和歌山でラーメンを食べてみたが、汁の黒い横浜家系という感じで味はフツウだった。ただし茹でタマゴがテーブルに置かれているのが珍しい。再び高速に乗り白浜温泉まで飛ばす。ここで湯につかりさらに南下して、今日の泊まりは本州最南端のキャンプ場(無料)の予定だったが、急に寒波がやってきて寒い。
急遽、白浜で宿を見つけて泊まることにする。この民宿がなかなか良かった。外湯の「崎の湯」の脱衣所で案内広告でみつけたのだが、電話するとすぐ近くだった。素泊まり4000円、宿の中に24時間入れる温泉があり、源泉のかけ流しだ。白浜は湯量が豊富で70数度と熱いので水で薄めて入る。

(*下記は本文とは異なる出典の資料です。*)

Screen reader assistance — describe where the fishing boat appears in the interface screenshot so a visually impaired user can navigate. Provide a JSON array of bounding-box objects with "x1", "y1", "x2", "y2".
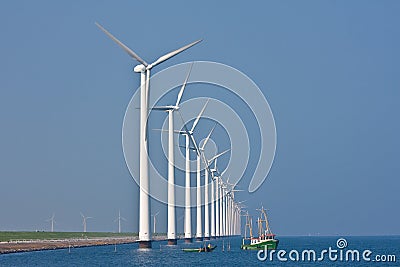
[
  {"x1": 182, "y1": 244, "x2": 217, "y2": 252},
  {"x1": 240, "y1": 206, "x2": 279, "y2": 250}
]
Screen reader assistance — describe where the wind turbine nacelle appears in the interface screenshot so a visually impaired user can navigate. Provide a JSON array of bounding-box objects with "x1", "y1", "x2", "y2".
[{"x1": 134, "y1": 64, "x2": 146, "y2": 73}]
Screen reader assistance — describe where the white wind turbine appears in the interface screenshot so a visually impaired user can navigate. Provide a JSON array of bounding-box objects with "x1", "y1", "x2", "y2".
[
  {"x1": 80, "y1": 212, "x2": 92, "y2": 233},
  {"x1": 178, "y1": 100, "x2": 209, "y2": 243},
  {"x1": 219, "y1": 175, "x2": 230, "y2": 237},
  {"x1": 237, "y1": 202, "x2": 247, "y2": 236},
  {"x1": 151, "y1": 211, "x2": 160, "y2": 234},
  {"x1": 221, "y1": 180, "x2": 226, "y2": 237},
  {"x1": 224, "y1": 177, "x2": 243, "y2": 236},
  {"x1": 151, "y1": 63, "x2": 193, "y2": 245},
  {"x1": 225, "y1": 192, "x2": 234, "y2": 236},
  {"x1": 218, "y1": 173, "x2": 224, "y2": 237},
  {"x1": 198, "y1": 124, "x2": 217, "y2": 240},
  {"x1": 114, "y1": 210, "x2": 127, "y2": 233},
  {"x1": 46, "y1": 213, "x2": 56, "y2": 232},
  {"x1": 209, "y1": 160, "x2": 220, "y2": 238},
  {"x1": 208, "y1": 150, "x2": 230, "y2": 237},
  {"x1": 96, "y1": 23, "x2": 201, "y2": 248}
]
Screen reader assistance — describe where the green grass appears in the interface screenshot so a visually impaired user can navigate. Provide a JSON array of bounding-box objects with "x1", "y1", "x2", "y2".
[{"x1": 0, "y1": 232, "x2": 138, "y2": 242}]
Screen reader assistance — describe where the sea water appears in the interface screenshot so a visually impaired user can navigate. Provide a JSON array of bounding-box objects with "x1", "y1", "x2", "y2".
[{"x1": 1, "y1": 236, "x2": 399, "y2": 266}]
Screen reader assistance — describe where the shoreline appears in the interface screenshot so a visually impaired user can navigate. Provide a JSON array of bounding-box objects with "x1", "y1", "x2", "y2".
[{"x1": 0, "y1": 235, "x2": 168, "y2": 255}]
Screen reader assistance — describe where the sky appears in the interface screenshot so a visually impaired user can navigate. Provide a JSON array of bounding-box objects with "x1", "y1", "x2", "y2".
[{"x1": 0, "y1": 1, "x2": 399, "y2": 236}]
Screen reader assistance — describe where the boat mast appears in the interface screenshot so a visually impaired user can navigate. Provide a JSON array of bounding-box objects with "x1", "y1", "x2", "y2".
[
  {"x1": 250, "y1": 215, "x2": 253, "y2": 238},
  {"x1": 243, "y1": 211, "x2": 254, "y2": 245},
  {"x1": 245, "y1": 211, "x2": 253, "y2": 238},
  {"x1": 258, "y1": 206, "x2": 271, "y2": 235}
]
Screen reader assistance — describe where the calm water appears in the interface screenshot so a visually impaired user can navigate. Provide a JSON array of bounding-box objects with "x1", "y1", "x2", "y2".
[{"x1": 1, "y1": 236, "x2": 399, "y2": 266}]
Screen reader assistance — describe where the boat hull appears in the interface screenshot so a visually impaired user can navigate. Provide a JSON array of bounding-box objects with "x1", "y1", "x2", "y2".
[
  {"x1": 182, "y1": 245, "x2": 217, "y2": 252},
  {"x1": 241, "y1": 239, "x2": 279, "y2": 250}
]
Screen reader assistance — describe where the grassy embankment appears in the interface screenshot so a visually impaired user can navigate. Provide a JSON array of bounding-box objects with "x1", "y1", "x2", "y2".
[{"x1": 0, "y1": 232, "x2": 139, "y2": 242}]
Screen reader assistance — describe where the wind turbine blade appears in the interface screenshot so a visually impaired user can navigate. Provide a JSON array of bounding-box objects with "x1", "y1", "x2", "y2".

が、民宿のおばさんは「前に入った人が薄めていたらとにかく源泉をどんどん出して(蛇口のコックがある)、じっくり温泉を味わってください」などと言ってくれるのである。
群馬に来て突然、温泉に目覚めてしまった僕らだが、温泉はかけ流しに限る。いまどこでも見かける立ち寄り湯の「循環湯」というのは塩素臭もあってどうも気色悪い。最近「岩盤浴」というのも流行っているらしいが、あれもやろうと思わない。
ホンモノの温泉は、水を通して地球と対話するのである。その源泉を守るためには、山を豊かに、清浄に保つことが重要であるのは論をまたない。SHIZUKUというユニット名をつけた僕らが温泉に共振するのは、とても自然なことのように思える。